Sunday, March 10, 2024

Totally Killer

Movie Name:
Totally Killer
Year of Release: 2023
Director: Nahnatchka Khan
Starring: Kiernan Shipka, Olivia Holt, Julie Bowen, Lochlyn Munro, Charlie Gillespie, Randall Park, Troy Leigh-Anne Johnson, Liana Liberato, Kelcey Mawema, Stephi Chin-Salvo, Anna Diaz, Ella Choi, Jonathan Potts, Nathaniel Appiah, Zachary Gibson, Nicholas Lloyd, Kimberly Huie
Genre: Comedy, Horror
Score out of ten (whole numbers only): 5
Watch it on Amazon

Synopsis and Review
Nahnatchka Khan has had a lengthy career writing for a series of popular comedy shows including "Malcolm in the Middle", "American Dad", and even the ones she has created, including "Don't Trust the B--- in Apartment 23", "Fresh Off the Boat" and "Young Rock". Her feature directorial debut was the Ali Wong penned comedy "Always Be My Maybe" and "Totally Killer" is her sophomore directorial endeavor, a slasher and comedy hybrid of sorts.
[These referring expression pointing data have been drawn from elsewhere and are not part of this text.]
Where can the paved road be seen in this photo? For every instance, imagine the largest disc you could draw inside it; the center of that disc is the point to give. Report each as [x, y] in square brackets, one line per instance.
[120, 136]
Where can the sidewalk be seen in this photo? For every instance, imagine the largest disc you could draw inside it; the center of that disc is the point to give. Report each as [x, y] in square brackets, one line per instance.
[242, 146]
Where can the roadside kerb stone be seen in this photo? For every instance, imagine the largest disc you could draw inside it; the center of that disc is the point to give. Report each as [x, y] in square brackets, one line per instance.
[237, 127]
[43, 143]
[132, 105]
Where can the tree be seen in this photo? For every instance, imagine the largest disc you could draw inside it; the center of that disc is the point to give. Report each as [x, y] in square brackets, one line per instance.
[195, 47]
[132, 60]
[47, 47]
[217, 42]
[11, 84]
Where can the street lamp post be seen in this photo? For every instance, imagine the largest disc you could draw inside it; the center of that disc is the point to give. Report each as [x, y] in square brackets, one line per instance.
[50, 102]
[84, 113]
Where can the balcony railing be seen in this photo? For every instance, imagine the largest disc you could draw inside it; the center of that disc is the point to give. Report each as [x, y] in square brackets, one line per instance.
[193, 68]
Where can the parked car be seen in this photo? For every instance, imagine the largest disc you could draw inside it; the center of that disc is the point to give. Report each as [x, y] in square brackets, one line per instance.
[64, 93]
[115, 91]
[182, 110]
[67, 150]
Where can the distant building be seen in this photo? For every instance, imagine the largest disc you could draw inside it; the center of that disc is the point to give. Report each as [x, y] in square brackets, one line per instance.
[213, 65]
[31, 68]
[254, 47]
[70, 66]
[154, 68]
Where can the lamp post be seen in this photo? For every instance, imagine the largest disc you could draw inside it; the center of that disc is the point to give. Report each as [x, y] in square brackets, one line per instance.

The film focuses on the story of Jamie Hughes, who has doting and loving parents. She is at times at odds with her  well meaning mother, who has enforced in her the need to be self reliant and be dexterous in her self defense. Turns out their hometown had a series of killings in 1987, where three teenage girls named Tiffany, Marisa and Heather, were assassinated by someone who became known as the Sweet 16 Killer (because each of them was stabbed 16 times). Jamie's mom is attacked and killed the same way as the girls from 1987, not without offering some fight. Jamie mourns her death, in the company of her best friend Amelia who in the meantime has been creating a time machine for a school project. When Jamie is chased by the killer and hides in the time machine, he inadvertently stabs the machine, which activates it and sends Jamie all the way back to 1987. And right before the killings occur. Jamie figures she has an opportunity to change the past, and save all those girls, but nothing is as simple as she thinks, starting with her parents, particularly her mom who is not as doting, kind or friendly as she always presented herself to be. Jamie has to convince Lauren, her best friend's Amelia mother of who she is, and figure out how she can save the girls and also return to her timeline. 
This mix of "Back to the Future" (from director Robert Zemeckis), with slasher film genre, with "Heathers" (from director Michael Lehman), has indeed much going for it. It's script is also layered with the clash of what these days is considered politically correct, versus what was typically dished out in the 80s (and 90s and 2000s). All these references, clashes, winks, make the film both a satire for the present and past times, and for the most part the film hits the mark on many of these aspects (there are even visual nods to "A Nightmare on Elm Street"). Where the film does lose a bit of its momentum is in the characters themselves. The creative team seems to have really posited their focus and attention on recreating the 80s to perfection, that they forgot to give the characters a bit more than just one paragraph descriptions of who they are and what constitutes their motivations. Particularly when Jamie goes back to the 80s (where a solid score comes into play, with songs from Echo and the Bunnymen for instance), the group of mean girls she comes in touch with, including her future mother, are barely defined, aside from their snarkiness. The film manages to hold one's attention thanks to Kiernan Shipka's central character, but even her is somewhat generic, nothing indicating what makes her particularly distinctive or even insightful (and maybe that's the point). Ultimately the film does hold an entertaining value as recreation of various sources from the 80s, but it could have been so much more. The cast is solid, with Kiernan Shipka getting solid support from Olivia Holt, Julie Bowen, Jonathan Potts and Randall Park. The production team is a bit uninspired, but the score from Michael Andrews is worth highlighting. It's watchable but also easily forgettable.